Sick

by Rick Johansen

I hope you haven’t been following the story of Valdo Calocane, a man who stabbed three people to death in Nottingham back in 2022. To no one’s surprise, Calocane was suffering from “mental health problems” when he committed his obscene crimes. Reports don’t state specifically what was wrong with him, although the word psychotic was mentioned, and at one time reports the BBC that he believed “that he was being spied on by his housemates and by MI6, and that his family was under threat“. So paranoia too. Clearly, a very sick man and I use the word sick advisedly. I couldn’t think of anyone sicker.

Who knows if the NHS, and so by definition the government, is responsible for a situation whereby someone who, it seems from a distance, should not have been allowed on the street full stop and should have been banged up for life, as he surely will be now. But what an indictment this story is of our mental health services, or the lack of them.

You might be forgiven for being fearful that there are plenty more people like Calocane out there and maybe there are. But here’s the thing: us mental people are far more likely to hurt ourselves than anyone else. It’s just that when someone particularly unhinged is let loose, the consequences are often catastrophic. So what can we do?

Well, we could take the very issue of mental health more seriously and not be jolted into temporary action when something like this happens. If people like him are out on the street when they shouldn’t be, well, why? Did someone deem him to be a fit and proper person to be walking the streets given his history of major issues, did they think he had overcome his psychosis or, frankly, did someone fuck up? And if they did fuck up, how and why? Crucially, was any of this tragedy down to a lack of resources?

It makes me think given I am someone who is at the low end of the mental health spectrum. Wallowing in my own pool of self-pity, I have seen at first hand the decline and near collapse of NHS mental health services. When I was a kid, aged around 12, and suffered from night terrors and panic attacks, I saw a psychiatrist for the best part of a year, taking every Tuesday afternoon off school in order to be treated. In my twenties, I was seen by an actual Mister, not a mere Doctor, at Southmead Hospital. Now, there’s next to nothing. Have six weeks of basic counselling, take antidepressants; job done. I can’t help thinking that those who are not a threat to life and limb, apart from their own life and limbs, are seen as not be worth bothering with. Why waste money? He’s not going to kill anyone. Offer the same advice as my grandad: “Pull yourself together!”

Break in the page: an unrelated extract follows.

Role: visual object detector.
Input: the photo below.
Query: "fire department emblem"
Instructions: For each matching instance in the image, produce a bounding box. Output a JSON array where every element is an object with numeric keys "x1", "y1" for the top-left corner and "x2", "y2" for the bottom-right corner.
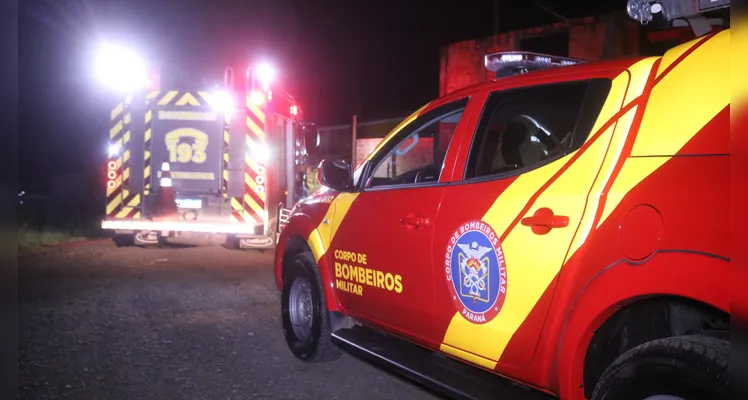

Calocane didn’t pull himself together because he was an actual psychotic, regarded somehow as not being a threat to the public when he clearly was. Tell the families of university students Barnaby Webber and Grace O’Malley-Kumar, and the school caretaker Ian Coates that he wasn’t a threat. Yes, I don’t know the facts but those left behind deserve to know how and why their loved ones died. A simple, unavoidable “one of those things” or something more sinister?

I kept hearing Rishi Sunak – yes, him again – repeatedly saying he would “do what it takes” to get people through the Covid pandemic. How about, then, doing what it takes to ensure that mental health is accorded the priority status it deserves. No more tax cuts, Sunak, until you’ve fixed the NHS.

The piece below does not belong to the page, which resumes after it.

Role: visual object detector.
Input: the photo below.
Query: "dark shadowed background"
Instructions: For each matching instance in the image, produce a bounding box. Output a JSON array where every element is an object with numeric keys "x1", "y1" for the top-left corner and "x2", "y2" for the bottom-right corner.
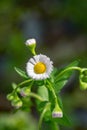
[{"x1": 0, "y1": 0, "x2": 87, "y2": 130}]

Calocane ended and ruined people’s lives and whatever his mental state, it is hard to feel sorry for him. And, if I am being honest, I don’t. I haven’t got it in me anymore. I am trying to be kind but sometimes, I feel, there is a limit. I’m probably wrong on how I feel but what’s a blog without honesty?

Best not to follow Calocane’s story, beyond the link I posted at the top. We’re not all like that, us mental folk, but the system needs to be better for all of us, better indeed than nothing. And nothing is pretty well all we have these days.